Num outro incidente, passageiros da British Airlines ficaram recentemente para trás depois de partirem sem o voo para Milão devido a atrasos no EES.
Grã-Bretanha incentivada por tempo extra em aeroportos europeus
Devido às longas filas, alguns passageiros chegaram a relatar voos perdidos
No dia 16 de abril, um voo da Ryanair de Milão Bergamo para Manchester decolou sem passageiros.
Adam Hassanji, 18 anos, de Bolton – que era um dos que ficaram presos no aeroporto – disse à BBC News: “Estamos esperando há uma hora e meia e não nos movemos.
‘Então vemos o avião partindo e temos que reservar nosso próprio voo.’
Relatórios dizem que cerca de 30 pessoas ficaram presas, embora a Ryanair não tenha confirmado o número exato.
Um estudo revelou os locais de férias europeus onde os viajantes enfrentam longos atrasos nos voos, com alguns aeroportos a registarem mais de dez serviços atrasados por mais de uma hora, com destinos populares em Espanha, Grécia e Itália a dominarem a lista.
Ivan Bassato, diretor de aviação do aeroporto de Roma Fiumicino, disse à BBC News: “Antes do EES você tem a qualidade do processo (já que) não estamos nessa fase.
‘Acho que precisamos corrigir urgentemente alguns aspectos do sistema.’
Ele explicou que o tempo de espera triplicou, com os cidadãos do Reino Unido cruzando a fronteira de sete para 20 minutos.
Os viajantes que visitam Roma e outros pontos turísticos europeus vindos do Reino Unido compartilharam suas experiências aeroportuárias com a BBC.
Karl Rome, de Yorkshire, disse: “Houve uma fila de duas horas desde a saída do avião até a busca das crianças. Eu sabia que seria ruim, mas não tão ruim assim.
O superintendente Pedro Oliveira, que supervisiona o controlo de fronteira no aeroporto de Faro, em Portugal, disse: ‘Às vezes havia uma fila de dez minutos… demorava mais de 30 minutos.’
Isso ocorre depois que a Ryanair alertou milhões de famílias do Reino Unido que viajam para a Europa neste verão para se prepararem para longas filas de passaportes.
Com as escolas fechadas durante o verão e o volume de passageiros atingindo o pico, a situação deverá causar atrasos e longas filas para as famílias do Reino Unido, disse a companhia aérea.

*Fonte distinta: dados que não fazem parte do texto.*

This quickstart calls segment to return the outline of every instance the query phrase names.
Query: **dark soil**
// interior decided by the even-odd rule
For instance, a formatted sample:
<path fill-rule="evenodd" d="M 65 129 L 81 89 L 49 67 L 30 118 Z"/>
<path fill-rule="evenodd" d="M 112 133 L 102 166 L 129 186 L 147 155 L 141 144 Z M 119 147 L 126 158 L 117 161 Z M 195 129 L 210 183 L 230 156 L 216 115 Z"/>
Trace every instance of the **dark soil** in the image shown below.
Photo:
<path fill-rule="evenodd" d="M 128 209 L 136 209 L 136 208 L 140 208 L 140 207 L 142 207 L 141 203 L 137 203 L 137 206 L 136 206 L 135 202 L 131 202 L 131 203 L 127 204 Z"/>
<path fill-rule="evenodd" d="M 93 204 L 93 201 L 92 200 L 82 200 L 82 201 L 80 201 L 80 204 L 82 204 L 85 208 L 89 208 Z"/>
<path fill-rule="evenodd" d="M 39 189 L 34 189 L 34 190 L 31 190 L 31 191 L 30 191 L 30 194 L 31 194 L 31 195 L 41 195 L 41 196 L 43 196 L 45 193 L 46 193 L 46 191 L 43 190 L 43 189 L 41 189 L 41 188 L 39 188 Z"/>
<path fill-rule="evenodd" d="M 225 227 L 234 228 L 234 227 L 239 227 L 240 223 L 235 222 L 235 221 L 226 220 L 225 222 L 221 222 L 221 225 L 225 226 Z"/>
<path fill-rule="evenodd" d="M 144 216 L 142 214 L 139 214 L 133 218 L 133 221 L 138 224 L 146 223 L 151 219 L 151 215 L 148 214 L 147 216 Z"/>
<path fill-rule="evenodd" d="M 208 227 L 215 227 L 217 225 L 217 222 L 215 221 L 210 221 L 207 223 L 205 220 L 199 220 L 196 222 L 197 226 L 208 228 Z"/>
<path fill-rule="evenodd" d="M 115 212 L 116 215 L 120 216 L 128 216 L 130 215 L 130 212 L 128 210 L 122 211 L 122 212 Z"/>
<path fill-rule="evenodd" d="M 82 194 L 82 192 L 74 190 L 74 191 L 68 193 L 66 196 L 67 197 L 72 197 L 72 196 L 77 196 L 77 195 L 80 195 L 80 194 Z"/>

A Ryanair identificou vários pontos críticos EES recorrentes onde os passageiros enfrentam problemas significativos devido a tempos de processamento lentos e filas de controlo de passaportes tanto na chegada como na partida.
Estes incluem Lisboa, Tenerife Sul, Madrid, Lanzarote, Alicante, Málaga, Milão Bérgamo, Milão Malpensa, Verona, Paris Beauvais, Berlim, Colónia, Frankfurt Hahn, Cracóvia e Budapeste – todos destinos populares para famílias do Reino Unido que viajam para o estrangeiro nas férias de verão.
Meses após a entrada em funcionamento do EES, muitos aeroportos ainda não possuem quiosques de autoatendimento totalmente funcionais, enquanto os níveis de pessoal e infraestrutura nas fronteiras continuam inadequados para processar os picos de volume de passageiros.
A Comissão Europeia disse que o impacto das novas medidas foi “limitado” na maioria dos aeroportos da UE.
No entanto, muitas das principais agências de viagens dizem o contrário.
Uma carta aberta do Airports Council International Europe afirmava: «Desde a implementação completa do EES em Abril, os tempos de espera no controlo de fronteiras aumentaram significativamente, atingindo agora até cinco horas durante os períodos de pico de tráfego.
«Estes atrasos estão a afetar milhões de passageiros que entram no espaço Schengen, incluindo famílias que viajam com crianças pequenas, passageiros idosos e pessoas com mobilidade reduzida.
«Ao mesmo tempo, os aeroportos e as companhias aéreas enfrentam cada vez mais perturbações operacionais, incluindo atrasos nos voos e perda de ligações, e uma pressão crescente sobre o pessoal da linha da frente.»